Slesnick was referring to a group of eight elected officials who all made public comments against the proposed rate increase. The group included Democratic State Rep. Jose Javier Rodriguez and Miami-Dade District 8 Commissioner Daniella Levine Cava along with other local elected officials, mostly from South Miami-Dade.

“At a time when a lot of families and small businesses are struggling to get by, FPL is asking for 23 percent increase in base rates and a 1 percent increase in guaranteed profits,” Rodriguez said. “This is not the time to be asking for that increase.”

Noticeably absent from the hearing was Republican State Sen. Anitere Flores, who recently requested a rare state Senate field hearing over FPL’s handling of the cooling canals at Turkey Point Nuclear Power Plant.

“We’ve been able to return the balance to the canal system itself,” Bubriski said. “We reached a long-term agreement, a 10-year agreement last week, to implement a series of recovery wells that will essentially suck up the hyper salinity from the groundwater near the canals.”

Many of the attendees who spoke against FPL were worried about the environmental impact of Turkey Point. They are concerned that ratepayers will pay more for cleanup efforts as FPL reaps greater profit margins for its shareholders. The proposed rate increase does not include money to clean up the power plant as environmental cleanup is a separate charge that appears on a customer’s bill every month.

As part of its proposal to the commission, FPL is seeking a 1 percent increase on its maximum allowable profits from 11.5 percent to 12.5 percent annually. The utility contends that its reliability and cost is below its competitors in the Southeast, so it deserves more money from ratepayers.

Construction manager Dick Slater spoke in favor of FPL. He was OK with paying more for electricity because of FPL’s commitment to research and development.

“I know we’re going to have more reliable power,” Slater said of the proposed increase. He said he feels the commission will be able to take into consideration the needs of ratepayers and the need for research and development before deciding on the rate increase.

Pinecrest Mayor Cindy Lerner was fiercely opposed to the rate increase, shaking with anger as she spoke to the commission. She was shouted down by PSC Chairman Julie Brown after going over her allotted three minutes to speak.
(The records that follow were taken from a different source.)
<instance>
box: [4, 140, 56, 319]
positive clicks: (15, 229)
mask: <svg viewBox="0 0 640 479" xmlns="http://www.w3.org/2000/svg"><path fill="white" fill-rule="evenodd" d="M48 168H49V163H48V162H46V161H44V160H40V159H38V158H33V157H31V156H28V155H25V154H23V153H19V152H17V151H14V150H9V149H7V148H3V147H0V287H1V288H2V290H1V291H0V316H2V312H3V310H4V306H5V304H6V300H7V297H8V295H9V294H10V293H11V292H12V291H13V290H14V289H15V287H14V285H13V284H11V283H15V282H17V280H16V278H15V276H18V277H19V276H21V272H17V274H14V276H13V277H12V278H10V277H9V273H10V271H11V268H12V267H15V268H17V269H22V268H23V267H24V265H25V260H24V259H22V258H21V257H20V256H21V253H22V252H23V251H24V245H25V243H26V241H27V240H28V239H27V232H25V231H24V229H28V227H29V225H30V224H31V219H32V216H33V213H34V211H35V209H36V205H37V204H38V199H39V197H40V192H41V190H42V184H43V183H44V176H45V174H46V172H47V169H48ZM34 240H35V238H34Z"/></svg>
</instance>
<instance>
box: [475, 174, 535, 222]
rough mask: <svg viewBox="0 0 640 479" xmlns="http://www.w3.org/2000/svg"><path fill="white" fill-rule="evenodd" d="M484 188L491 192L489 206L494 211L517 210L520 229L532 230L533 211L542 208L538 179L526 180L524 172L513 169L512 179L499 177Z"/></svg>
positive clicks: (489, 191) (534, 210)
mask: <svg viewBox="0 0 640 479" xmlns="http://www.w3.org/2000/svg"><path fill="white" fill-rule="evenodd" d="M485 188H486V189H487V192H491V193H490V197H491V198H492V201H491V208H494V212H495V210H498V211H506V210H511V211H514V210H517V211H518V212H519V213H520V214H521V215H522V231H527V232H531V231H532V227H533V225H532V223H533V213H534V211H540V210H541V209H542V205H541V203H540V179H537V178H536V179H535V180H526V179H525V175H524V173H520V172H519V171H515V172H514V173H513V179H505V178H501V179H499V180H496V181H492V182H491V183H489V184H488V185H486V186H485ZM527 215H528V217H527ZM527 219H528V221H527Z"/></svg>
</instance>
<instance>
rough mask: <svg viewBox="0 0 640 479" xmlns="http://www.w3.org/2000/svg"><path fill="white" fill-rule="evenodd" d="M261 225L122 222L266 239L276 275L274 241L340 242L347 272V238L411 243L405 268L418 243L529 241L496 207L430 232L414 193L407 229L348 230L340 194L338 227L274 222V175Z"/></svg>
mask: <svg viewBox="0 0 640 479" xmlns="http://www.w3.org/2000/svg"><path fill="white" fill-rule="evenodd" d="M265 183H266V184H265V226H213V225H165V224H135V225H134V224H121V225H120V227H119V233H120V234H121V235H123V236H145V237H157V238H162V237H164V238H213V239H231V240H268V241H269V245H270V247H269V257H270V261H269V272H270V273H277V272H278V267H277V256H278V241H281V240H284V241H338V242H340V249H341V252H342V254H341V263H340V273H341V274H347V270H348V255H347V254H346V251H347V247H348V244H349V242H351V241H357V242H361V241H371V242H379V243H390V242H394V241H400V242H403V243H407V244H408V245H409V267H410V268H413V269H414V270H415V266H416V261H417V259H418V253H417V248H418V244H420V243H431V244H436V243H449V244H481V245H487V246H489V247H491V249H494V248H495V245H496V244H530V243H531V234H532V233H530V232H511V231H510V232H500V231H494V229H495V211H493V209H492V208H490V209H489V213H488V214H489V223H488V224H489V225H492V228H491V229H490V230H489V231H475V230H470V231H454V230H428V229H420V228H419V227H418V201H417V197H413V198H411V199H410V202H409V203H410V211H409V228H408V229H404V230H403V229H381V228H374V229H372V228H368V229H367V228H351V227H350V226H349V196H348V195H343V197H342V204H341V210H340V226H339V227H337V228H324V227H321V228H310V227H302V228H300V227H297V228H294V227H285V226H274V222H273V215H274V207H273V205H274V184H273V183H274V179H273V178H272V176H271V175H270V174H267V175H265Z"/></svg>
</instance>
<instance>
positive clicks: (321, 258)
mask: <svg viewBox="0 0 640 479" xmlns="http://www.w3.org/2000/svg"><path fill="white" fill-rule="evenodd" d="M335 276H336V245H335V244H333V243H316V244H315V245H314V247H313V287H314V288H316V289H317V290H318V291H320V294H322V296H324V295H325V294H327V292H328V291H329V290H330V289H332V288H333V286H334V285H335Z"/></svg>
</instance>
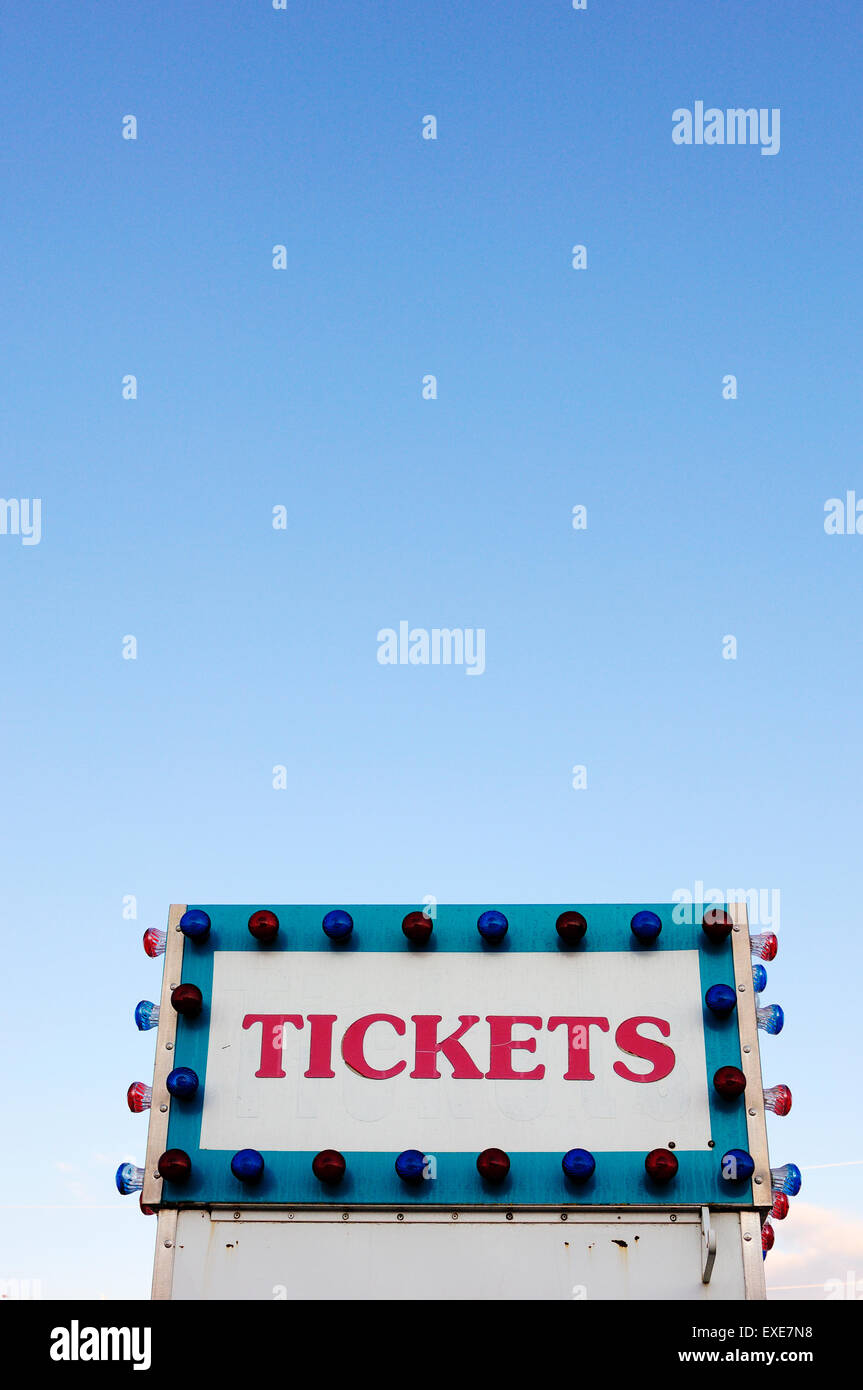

“I am here to speak against Florida Power and Light and their corporate greed,” Learner said. “We have the fifth highest income inequality in the country.”

Outside of the hearing was a billboard truck sponsored by Florida Strong, a liberal advocacy group. The billboard read “FPL Lobbyist Miguel Diaz de la Portilla gets paid ... you get stuck with his new tax.” Portilla is a Republican running against Rodriguez for a state Senate seat.

Portilla said in an email that he is against the proposed rate increase and, “Jose Rodriguez and his shadowy dark money group, Florida Strong, should stop playing politics with our power bill.”

FPL hearings

Tuesday: 9:30 a.m., Broward County Commission Chambers, 115 South Andrews Ave., Fort Lauderdale; 5 p.m. Broward College South Campus Library, 7300 Pines Blvd., Pembroke Pines.

Wednesday: 9:30 a.m., Florida Memorial University Lou Rawls Auditorium, 15800 NW 42nd Ave., Miami Gardens.